Village Bar-B-Que uses an electric oven with hickory chips that throw off smoke, thereby flavoring the meats. Technically, this is not barbecue, but I would never have known the difference had co-owner Bob Levey not shown me the oven. The restaurant is bright and airy, with a railroad-depot motif. Chicken is the real standout here, perhaps the best in the area, with a fine hickory flavor. Pork ribs are also quite tasty, although a bit on the fatty side. Teeth are required for the beef ribs.

The popular hot links come from the same purveyor used by many restaurants; they are good in a generic sort of way. The standard sauce here is not of great depth, and rather on the sweet side. The house hot sauce isn’t. Caution is unnecessary.

Leo’s, 2619 Crenshaw Blvd., Los Angeles; (213) 733-1186.

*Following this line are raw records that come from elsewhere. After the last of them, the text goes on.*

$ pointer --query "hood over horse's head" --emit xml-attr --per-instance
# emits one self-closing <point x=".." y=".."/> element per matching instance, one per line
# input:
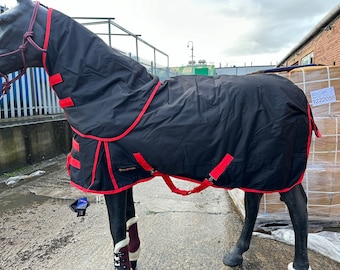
<point x="16" y="48"/>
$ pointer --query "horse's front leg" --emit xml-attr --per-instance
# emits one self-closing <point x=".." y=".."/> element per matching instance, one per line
<point x="251" y="203"/>
<point x="120" y="208"/>
<point x="296" y="201"/>
<point x="131" y="226"/>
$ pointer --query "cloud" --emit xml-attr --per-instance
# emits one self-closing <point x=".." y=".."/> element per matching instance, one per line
<point x="272" y="26"/>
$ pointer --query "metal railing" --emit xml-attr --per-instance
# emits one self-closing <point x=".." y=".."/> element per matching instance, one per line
<point x="30" y="95"/>
<point x="153" y="66"/>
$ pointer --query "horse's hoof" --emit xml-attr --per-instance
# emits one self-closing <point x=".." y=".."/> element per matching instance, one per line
<point x="232" y="260"/>
<point x="133" y="265"/>
<point x="290" y="267"/>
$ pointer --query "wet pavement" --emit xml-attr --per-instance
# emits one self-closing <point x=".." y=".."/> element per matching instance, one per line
<point x="39" y="231"/>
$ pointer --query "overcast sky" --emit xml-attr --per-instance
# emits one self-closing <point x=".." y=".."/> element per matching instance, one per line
<point x="226" y="32"/>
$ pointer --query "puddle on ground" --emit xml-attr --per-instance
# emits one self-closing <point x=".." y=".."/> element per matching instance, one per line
<point x="16" y="201"/>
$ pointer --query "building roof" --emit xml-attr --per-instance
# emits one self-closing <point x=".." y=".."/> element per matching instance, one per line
<point x="321" y="26"/>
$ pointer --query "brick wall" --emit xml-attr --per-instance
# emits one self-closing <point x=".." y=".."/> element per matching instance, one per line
<point x="325" y="46"/>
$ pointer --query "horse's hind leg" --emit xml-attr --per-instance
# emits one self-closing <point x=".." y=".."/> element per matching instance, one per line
<point x="116" y="206"/>
<point x="132" y="229"/>
<point x="251" y="203"/>
<point x="296" y="201"/>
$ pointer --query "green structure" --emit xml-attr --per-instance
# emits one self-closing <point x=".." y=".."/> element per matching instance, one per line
<point x="206" y="70"/>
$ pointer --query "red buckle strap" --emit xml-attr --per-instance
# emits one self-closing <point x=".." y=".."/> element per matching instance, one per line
<point x="75" y="145"/>
<point x="66" y="102"/>
<point x="55" y="79"/>
<point x="213" y="175"/>
<point x="73" y="162"/>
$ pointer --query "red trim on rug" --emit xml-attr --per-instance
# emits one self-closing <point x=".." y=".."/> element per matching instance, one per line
<point x="47" y="37"/>
<point x="131" y="127"/>
<point x="75" y="145"/>
<point x="74" y="162"/>
<point x="108" y="192"/>
<point x="141" y="161"/>
<point x="66" y="102"/>
<point x="221" y="167"/>
<point x="95" y="162"/>
<point x="109" y="165"/>
<point x="55" y="79"/>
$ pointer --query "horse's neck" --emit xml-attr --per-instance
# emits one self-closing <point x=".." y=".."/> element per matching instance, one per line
<point x="73" y="48"/>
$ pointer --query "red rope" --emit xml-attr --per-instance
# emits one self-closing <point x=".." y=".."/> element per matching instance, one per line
<point x="27" y="39"/>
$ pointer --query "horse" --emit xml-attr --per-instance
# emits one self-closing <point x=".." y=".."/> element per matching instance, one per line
<point x="251" y="132"/>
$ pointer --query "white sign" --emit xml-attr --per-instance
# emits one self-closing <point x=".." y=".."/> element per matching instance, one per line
<point x="323" y="96"/>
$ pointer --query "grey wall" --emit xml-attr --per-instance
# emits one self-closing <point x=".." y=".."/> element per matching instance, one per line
<point x="29" y="143"/>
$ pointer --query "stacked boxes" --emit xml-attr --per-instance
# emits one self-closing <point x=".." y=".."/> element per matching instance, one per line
<point x="322" y="176"/>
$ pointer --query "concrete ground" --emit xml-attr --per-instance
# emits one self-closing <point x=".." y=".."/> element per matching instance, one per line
<point x="39" y="231"/>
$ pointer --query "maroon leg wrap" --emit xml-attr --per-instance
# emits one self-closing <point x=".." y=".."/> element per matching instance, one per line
<point x="134" y="245"/>
<point x="121" y="255"/>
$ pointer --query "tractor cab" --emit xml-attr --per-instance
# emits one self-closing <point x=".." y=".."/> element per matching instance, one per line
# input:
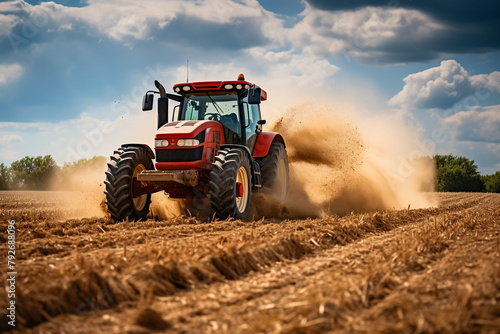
<point x="212" y="148"/>
<point x="226" y="102"/>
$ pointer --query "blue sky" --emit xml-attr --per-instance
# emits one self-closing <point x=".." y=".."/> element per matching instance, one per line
<point x="72" y="72"/>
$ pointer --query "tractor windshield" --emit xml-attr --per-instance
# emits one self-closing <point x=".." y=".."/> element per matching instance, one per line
<point x="215" y="106"/>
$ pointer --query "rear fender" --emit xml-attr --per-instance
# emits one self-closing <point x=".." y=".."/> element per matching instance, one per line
<point x="255" y="169"/>
<point x="144" y="146"/>
<point x="264" y="141"/>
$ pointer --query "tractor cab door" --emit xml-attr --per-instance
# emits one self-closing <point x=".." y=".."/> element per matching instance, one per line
<point x="252" y="125"/>
<point x="221" y="107"/>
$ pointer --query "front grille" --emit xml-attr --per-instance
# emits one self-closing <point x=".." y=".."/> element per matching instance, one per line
<point x="179" y="155"/>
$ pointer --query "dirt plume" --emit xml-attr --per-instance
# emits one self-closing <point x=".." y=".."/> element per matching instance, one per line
<point x="336" y="167"/>
<point x="83" y="182"/>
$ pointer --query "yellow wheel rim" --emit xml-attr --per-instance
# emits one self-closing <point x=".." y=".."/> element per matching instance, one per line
<point x="242" y="177"/>
<point x="139" y="202"/>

This modest take-out has enjoyed a top-flight reputation for more than 20 years, thanks to the good cooking of Oklahoman Leo Carter and his wife, Dorothy. There are no tables at all, just a walk-up window, so plan to eat in a park or a favorite location.

Leo’s meats come bathed in large quantities of his excellent sauce, which alone is reason to make the trip. Leo’s medium sauce would be called hot by many people, and his hot sauce may be the hottest in Los Angeles. Lean, juicy sliced pork and agonizingly tender chicken are a good complement to the sauces, but also superlative are the meaty, zesty rib dinners, which come accompanied by a rather nondescript cup of baked beans and a cole slaw that’s on the tart side. Also worth a try are Leo’s desserts, especially a warmed pecan pie.